Key insights from her findings:
Investors want to make money: owners of smaller rental buildings do not take the opportunity costs of foregone rent sitting down. Instead of adjusting to conditions, owners of rent controlled buildings would over time look to exit rent control.
Reduction in rental housing: As investors and property owners saw their rents plateau, they became more likely to demolish properties, sell to end users, or to convert properties directly into condos. Doing any of these would eliminate rent control. In doing so, it created a growing pipeline of rental apartments that would be transferred into owner-occupied housing. According to Diamond, something like ~25% of rent controlled housing stock was lost to these alternative uses in San Francisco.
(Short term) Winners: lower income and minority tenants who entered the housing market near when these rules were implemented, who live in high appreciation areas. In other words, people with lower incomes who have been able to pay comparatively less rent win out.
(Long term) Losers: Newer renters, young people living in high appreciation areas. The up-front costs of rent are higher. Because of the thinning rental housing supply and the growing demand for apartments, the initial rent figures are very high. Owners may also choose to set rents high because they know that from then on, future increases will be small (sound familiar?).
These insights show the negative impact that rent controls have had on the rental housing stock in the U.S., but the intention behind the policy may not be bad.
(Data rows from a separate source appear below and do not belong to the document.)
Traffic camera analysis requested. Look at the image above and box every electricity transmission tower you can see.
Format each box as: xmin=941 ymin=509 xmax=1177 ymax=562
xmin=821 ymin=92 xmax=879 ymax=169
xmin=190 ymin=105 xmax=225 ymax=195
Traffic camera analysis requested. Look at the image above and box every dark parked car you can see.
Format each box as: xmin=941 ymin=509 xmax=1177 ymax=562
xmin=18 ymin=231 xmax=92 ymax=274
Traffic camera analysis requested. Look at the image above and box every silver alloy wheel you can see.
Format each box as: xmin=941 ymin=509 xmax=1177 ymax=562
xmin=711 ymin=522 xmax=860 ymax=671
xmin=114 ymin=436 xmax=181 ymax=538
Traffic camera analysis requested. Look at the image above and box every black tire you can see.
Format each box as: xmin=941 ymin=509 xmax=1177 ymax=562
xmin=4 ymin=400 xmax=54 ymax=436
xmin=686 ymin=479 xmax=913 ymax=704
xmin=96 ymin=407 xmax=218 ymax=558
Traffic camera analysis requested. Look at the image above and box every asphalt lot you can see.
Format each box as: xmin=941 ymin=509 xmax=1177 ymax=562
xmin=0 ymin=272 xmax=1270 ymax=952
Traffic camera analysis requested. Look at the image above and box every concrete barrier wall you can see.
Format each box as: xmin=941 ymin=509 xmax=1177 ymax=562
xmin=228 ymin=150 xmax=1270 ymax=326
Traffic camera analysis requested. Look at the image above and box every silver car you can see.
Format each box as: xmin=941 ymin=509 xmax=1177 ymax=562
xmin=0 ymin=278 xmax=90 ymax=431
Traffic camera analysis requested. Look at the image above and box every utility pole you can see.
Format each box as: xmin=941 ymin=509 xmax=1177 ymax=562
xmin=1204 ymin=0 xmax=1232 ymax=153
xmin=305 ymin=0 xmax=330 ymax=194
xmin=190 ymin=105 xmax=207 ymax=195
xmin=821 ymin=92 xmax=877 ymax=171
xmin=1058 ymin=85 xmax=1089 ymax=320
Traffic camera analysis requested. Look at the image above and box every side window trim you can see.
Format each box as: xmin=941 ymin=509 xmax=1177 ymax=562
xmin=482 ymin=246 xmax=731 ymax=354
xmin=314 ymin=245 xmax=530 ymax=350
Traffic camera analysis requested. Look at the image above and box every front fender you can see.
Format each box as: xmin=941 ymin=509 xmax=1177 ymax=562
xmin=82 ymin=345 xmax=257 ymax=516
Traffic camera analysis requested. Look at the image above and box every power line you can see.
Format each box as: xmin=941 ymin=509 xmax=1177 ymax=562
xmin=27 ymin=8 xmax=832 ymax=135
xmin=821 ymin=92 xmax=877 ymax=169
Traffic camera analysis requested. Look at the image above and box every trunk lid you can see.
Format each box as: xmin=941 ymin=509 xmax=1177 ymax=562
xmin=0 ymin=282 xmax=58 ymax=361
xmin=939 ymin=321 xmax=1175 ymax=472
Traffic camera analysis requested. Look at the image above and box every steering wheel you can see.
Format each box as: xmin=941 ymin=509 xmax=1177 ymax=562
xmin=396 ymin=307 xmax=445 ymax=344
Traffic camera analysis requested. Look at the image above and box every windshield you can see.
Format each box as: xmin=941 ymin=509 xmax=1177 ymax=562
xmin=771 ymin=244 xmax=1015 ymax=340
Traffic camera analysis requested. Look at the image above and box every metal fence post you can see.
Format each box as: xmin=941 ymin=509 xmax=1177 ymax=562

The goal of rent control is to stabilize the housing market so residents who once could afford their neighborhood aren’t forced to leave due to their neighborhood getting more popular. The way rent control is applied, Diamond says, is imperfect: it fixes rents uniformly to everyone and in doing so, it “taxes” owners of properties, by capping their profits. This acts as a regressive tax, where the smallest, least profitable owners pay a greater share of the burden.
Diamond suggests taking the good intentions behind rent controls and tweaking them. To this effect, Diamond tries to think of rent control more as an insurance policy against displacement. Unemployment insurance, for instance, is offered to varying degrees and levels based on people’s needs, and the funding for it is paid for by all the residents of a state or city via income taxes. This targeted approach could work better for owners who may find that they are subsidizing the living expenses of upper income tenants, who do not need insurance against displacement. Diamond also recommends divvying up the “tax” required to pay for this “insurance” across the entire housing sector and encouraging the government to heavily contribute to this tax. Right now, rent controlled building owners pay this "anti-displacement insurance tax” entirely on their own by not being able to raise their rents. They subsidize their tenants’ rents, in other words. Encouraging the government to participate in the subsidy could make a lot of sense.
Diamond’s research and her idea is interesting. In NYC, the rent guidelines board (RGB) members are gearing up to duke it out for their annual rent hike vote. That meeting pits owners against their tenants to argue over whether an increase of a few percentage points in rent is merited. This is a pressurized event, rife with tensions and powerful anecdotes from both sides. This could be different if the government were held responsible as a party to help stabilize rents. The government could step up and find ways to both raise rents for owners and contribute to a fund that would enable tenants to continue paying the increasing rents.
PS - Who knew San Francisco’s rent regulation laws so closely mirrored NYC’s?